Catherine Wihtol de Wenden, a political and social scientist, said Sarkozy’s plan did have elements in common with the failed plans of the past, but she gave the president high marks for approaching the problem in a different way, even if the funding seemed "slim."

"Urban politics since the 1990s in France had always focused on construction, thinking that giving a new shape to the suburbs would change their inhabitants," she said. "It is interesting that this plan stresses the human factor rather than housing. It shows a clear evolution, a positive one."

African and Arab immigrants complain that they face systematic discrimination in France, even though many are citizens. Unemployment among youths in their suburban neighborhoods often approaches 40 percent. Their anger bubbled over in three weeks of rioting in 2005 that left more than 8,000 cars torched.

During his presidential campaign last year, Sarkozy promised a "Marshall Plan" for the suburban ghettos. Numerous organizations and social activists boycotted Friday’s launch event. Some called it a political stunt to help Sarkozy’s party in municipal elections next month, while others argued that it was inappropriate to inaugurate a ghetto revitalization scheme from among the gilded panels, bacchanalian tapestries and crystal chandeliers of the Elysee Palace.

But Eiji Ieno, 21, the co-founder of a film association that works in the suburbs, said holding the event in the president’s home was a positive gesture. "It is a way to show that we are not left aside anymore. He invited us, it’s a first step. Now we’d like to know if there will be concrete measures behind these announcements," Ieno said. "I just hope that he’ll do what he says."

Sarkozy, who at the time of the 2005 riots was interior minister, was blamed for inciting the rioters by calling them "scum" and threatening to clean them out with an industrial power hose. His tough law-and-order posture was credited with helping him win the election last year, and he has rarely ventured to the suburbs since taking office. Rioting briefly erupted in some Paris suburbs again last fall, which many analysts said showed little had been done to improve conditions.

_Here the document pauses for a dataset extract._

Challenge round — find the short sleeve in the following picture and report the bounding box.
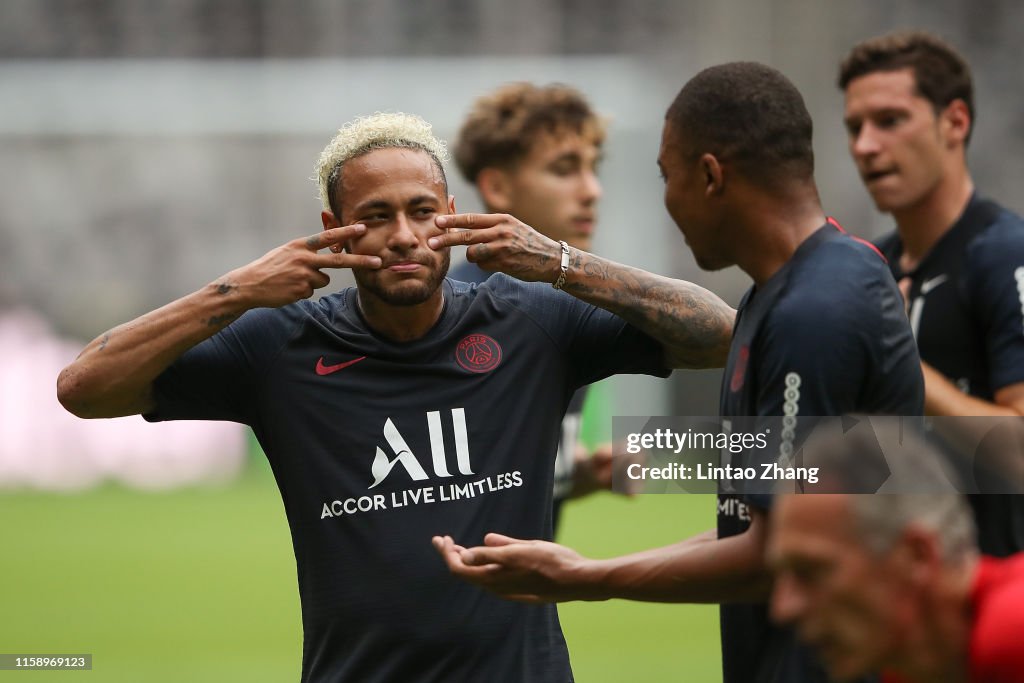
[968,213,1024,391]
[142,309,294,424]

Sarkozy returned to his tough law-and-order themes Friday. "The first obligation of the state is to assure the safety of citizens, and the first right of any citizen is to be safe," Sarkozy said, pledging to hire 4,000 more police officers for the suburban neighborhoods in the next three years. Many citizens in the communities complain of gang violence, and Sarkozy said that "as of tomorrow, we will be waging a pitiless war against those who are involved in smuggling drugs and those who consume drugs."

He tempered his comments with a blunt recognition that France does not provide equal opportunities or services to minorities. He ordered his cabinet ministers to develop three-year plans to provide equal public services for all.

Sarkozy said a key goal was to eliminate the sense of isolation in suburban towns caused by poor transportation links with surrounding communities. In one of the few initiatives that carried a price tag, he said the government would earmark 500 million euros (about $735 million) for new tramway and bus service between the communities.

Sarkozy said private business would soon begin a program to recruit, train and mentor "several thousand" youths from the suburbs, while the government would create 30 "centers for excellence" in the communities for the best teachers and students.

Financial support to local communities "will be significant," Sarkozy pledged. Among other initiatives, he called for a program that would enable people in government housing to become co-owners of their homes. He said the state would establish "second-chance schools" to lure high school dropouts back to the classroom.

"Let’s do away with the debate on positive discrimination," Sarkozy said, using the French term for affirmative action programs, which are illegal here. "I want action." He said schools in the suburbs would be ordered to submit the top 5 percent of their students for admission to the country’s best universities.